Huxley spoke of Gladstone as one on whose tongue the honey bee had worked the miracle when he was born. The Vyasa in Panditji sublimated to perfection, has made of him the silver-tongued, dulcet-voiced speaker of the masses.
Another result of the Vyasa habit of entering into the skins of the audience makes him simulate the emotion of the audience. If you approach Panditji with a tale of your tribulation, the death of a relative and start weeping, tears will well forth from his eyes. They are not the tears of affectation. His genuinely refined nature is so attuned to world-emotionalism that the response is instantaneous and genuine.

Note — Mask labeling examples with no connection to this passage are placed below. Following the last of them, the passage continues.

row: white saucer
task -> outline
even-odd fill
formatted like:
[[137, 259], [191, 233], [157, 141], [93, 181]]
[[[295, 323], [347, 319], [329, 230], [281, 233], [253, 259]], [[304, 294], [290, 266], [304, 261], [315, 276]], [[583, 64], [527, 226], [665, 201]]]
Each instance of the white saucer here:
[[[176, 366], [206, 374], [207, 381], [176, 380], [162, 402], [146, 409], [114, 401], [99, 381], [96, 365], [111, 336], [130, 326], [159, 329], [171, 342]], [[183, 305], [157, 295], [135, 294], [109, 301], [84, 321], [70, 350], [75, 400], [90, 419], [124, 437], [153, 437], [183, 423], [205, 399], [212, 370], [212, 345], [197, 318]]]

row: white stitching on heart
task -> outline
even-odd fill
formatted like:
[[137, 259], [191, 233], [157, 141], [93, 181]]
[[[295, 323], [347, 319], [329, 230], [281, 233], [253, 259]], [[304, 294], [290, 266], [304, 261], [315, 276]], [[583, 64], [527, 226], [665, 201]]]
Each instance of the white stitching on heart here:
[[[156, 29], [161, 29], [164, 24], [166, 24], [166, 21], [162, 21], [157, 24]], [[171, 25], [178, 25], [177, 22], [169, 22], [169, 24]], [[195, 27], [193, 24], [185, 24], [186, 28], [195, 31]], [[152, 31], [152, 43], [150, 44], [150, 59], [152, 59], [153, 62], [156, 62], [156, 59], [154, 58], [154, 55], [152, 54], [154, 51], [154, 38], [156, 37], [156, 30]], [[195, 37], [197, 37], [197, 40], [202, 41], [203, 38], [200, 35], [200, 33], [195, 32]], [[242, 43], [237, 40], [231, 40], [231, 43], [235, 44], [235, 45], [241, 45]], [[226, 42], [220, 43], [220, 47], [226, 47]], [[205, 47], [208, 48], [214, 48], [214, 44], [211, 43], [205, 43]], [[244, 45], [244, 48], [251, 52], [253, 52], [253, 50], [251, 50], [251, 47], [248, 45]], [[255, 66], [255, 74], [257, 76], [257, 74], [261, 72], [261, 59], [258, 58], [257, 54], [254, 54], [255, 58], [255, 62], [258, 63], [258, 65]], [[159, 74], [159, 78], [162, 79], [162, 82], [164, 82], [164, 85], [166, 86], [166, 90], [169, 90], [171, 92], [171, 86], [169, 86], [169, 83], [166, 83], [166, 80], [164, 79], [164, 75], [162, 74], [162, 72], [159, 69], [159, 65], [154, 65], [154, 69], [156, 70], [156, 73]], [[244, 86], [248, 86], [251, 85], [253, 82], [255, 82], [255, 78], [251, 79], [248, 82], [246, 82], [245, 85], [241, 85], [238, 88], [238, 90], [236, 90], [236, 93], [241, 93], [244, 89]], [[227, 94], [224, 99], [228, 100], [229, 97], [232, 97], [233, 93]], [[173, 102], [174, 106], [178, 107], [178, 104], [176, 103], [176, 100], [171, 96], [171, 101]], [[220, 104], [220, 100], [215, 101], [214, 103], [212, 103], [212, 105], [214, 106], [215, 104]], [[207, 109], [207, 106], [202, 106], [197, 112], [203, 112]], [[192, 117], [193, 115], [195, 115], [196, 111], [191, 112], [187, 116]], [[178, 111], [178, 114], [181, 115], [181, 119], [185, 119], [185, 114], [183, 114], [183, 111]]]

He stands as a block of granite in the midst of a mass of shale and conglomerate. His beautifully modelled body, every limb tingling with the pulsating harmony within, which has known the impulse without, the prolonged austerities of tapas, his loftiness of purpose, would disdain to think anything that was mean, his varied scholarship that puts him at ease amongst the scholar pilgrims to his shrine of learning, his universality of spirit that makes him a citizen of the world and the least of a chauvinist, who that has known this Shankara of the 20th century, the Tyagamurti at its highest, would fail to detect the Super Brahmin in him?
Like the peak of Kailasa, he stands,with his seventy winters, a towering spectacle clothed in the effulgence of a mass of white, like the primaeval lotus which nothing can sully, a beacon of hope often, a portent never.